Don’t build massive RFPs to choose a provider. Almost all organizations are better off considering their strategic priorities and then matching a cloud provider to those priorities. (If priorities are bifurcated between running the legacy and building new digital capabilities, this might encourage two strategic providers, which is fine and commonplace.) Massive RFPs are a lot of work and are rarely optimal. (Government folks might have no choice, unfortunately.)
Don’t try to evaluate every service. Hyperscale cloud providers have dozens upon dozens of services. You won’t use all of them. Don’t bother to evaluate all of them. If you think you might use a service in the future, and you want to compare that service across providers… well, by the time you get around to implementing it, all of the providers will have radically updated that service, so any work you do now will be functionally useless. Look just at the services that you are certain you will use immediately and in the very near (no more than one year) future. Validate a subset of services for use, and add new validations as needed later on.

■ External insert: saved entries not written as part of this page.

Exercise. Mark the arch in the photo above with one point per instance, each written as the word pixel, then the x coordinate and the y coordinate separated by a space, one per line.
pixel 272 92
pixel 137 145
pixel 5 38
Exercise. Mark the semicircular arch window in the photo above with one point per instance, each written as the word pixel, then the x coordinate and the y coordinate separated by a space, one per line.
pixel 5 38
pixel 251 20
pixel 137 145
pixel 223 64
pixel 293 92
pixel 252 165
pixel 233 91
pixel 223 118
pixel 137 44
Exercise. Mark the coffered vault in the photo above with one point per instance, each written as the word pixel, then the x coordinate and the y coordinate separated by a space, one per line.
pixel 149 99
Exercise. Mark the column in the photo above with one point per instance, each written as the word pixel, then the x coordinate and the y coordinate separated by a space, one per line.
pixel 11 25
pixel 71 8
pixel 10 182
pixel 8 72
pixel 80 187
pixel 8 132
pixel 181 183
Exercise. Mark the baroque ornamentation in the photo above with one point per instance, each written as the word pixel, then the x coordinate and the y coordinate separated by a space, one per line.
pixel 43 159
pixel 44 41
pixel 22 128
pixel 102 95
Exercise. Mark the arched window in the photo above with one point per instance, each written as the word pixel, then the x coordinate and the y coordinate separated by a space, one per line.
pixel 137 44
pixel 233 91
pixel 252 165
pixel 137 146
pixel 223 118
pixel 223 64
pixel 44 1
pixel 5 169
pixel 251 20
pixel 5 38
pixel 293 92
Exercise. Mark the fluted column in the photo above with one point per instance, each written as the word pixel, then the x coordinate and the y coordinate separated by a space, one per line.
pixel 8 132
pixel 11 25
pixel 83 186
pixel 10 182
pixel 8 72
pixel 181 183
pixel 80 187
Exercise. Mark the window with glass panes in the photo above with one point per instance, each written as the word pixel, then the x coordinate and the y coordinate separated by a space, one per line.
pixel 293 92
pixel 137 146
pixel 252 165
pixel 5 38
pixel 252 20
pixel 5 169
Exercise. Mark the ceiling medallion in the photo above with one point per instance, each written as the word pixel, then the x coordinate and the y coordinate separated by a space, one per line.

Focus on thoughtful workload placement. Decide who your approved and preferred providers are, and build a workload placement policy. Look for “good technical fit” and not necessarily ideal technical fit; integration affinities and similar factors are more important. The time to do a detailed comparison of an individual service’s technical capabilities is when deciding workload placement, not during the RFP phase.
Accept the limits of cloud portability. Cloud providers don’t and will probably never offer commoditized services. Even when infrastructure resources seem superficially similar, there are still meaningful differences, and the management capabilities wrapped around those resources are highly differentiated. You’re buying into ecosystems that have the long-term stickiness of middleware and management software. Don’t waste time on single-pane-of-glass no-lock-in fantasies, no matter how glossily pretty the vendor marketing material is. And no, containers aren’t magic in this regard.
Links are to Gartner research and are paywalled.
Pondering the care and feeding of your multicloud gelatinous cube. (Which engulfs everything in its path, and digests everything organic.)
Most organizations end up multicloud, rather than intending to be multicloud in a deliberate and structured way. So typical tales go like this: The org started doing digital business-related new applications on AWS and now AWS has become the center of gravity for all new cloud-native apps and cloud-related skills. Then the org decided to migrate “boring” LOB Windows-based COTS to the cloud for cost-savings, and lifted-and-shifted them onto Azure (thereby not actually saving money, but that’s a post for another day). Now the org has a data science team that thinks that GCP is unbearably sexy. And there’s a floating island out there of Oracle business applications where OCI is being contemplated. And don’t forget about the division in China, that hosts on Alibaba Cloud…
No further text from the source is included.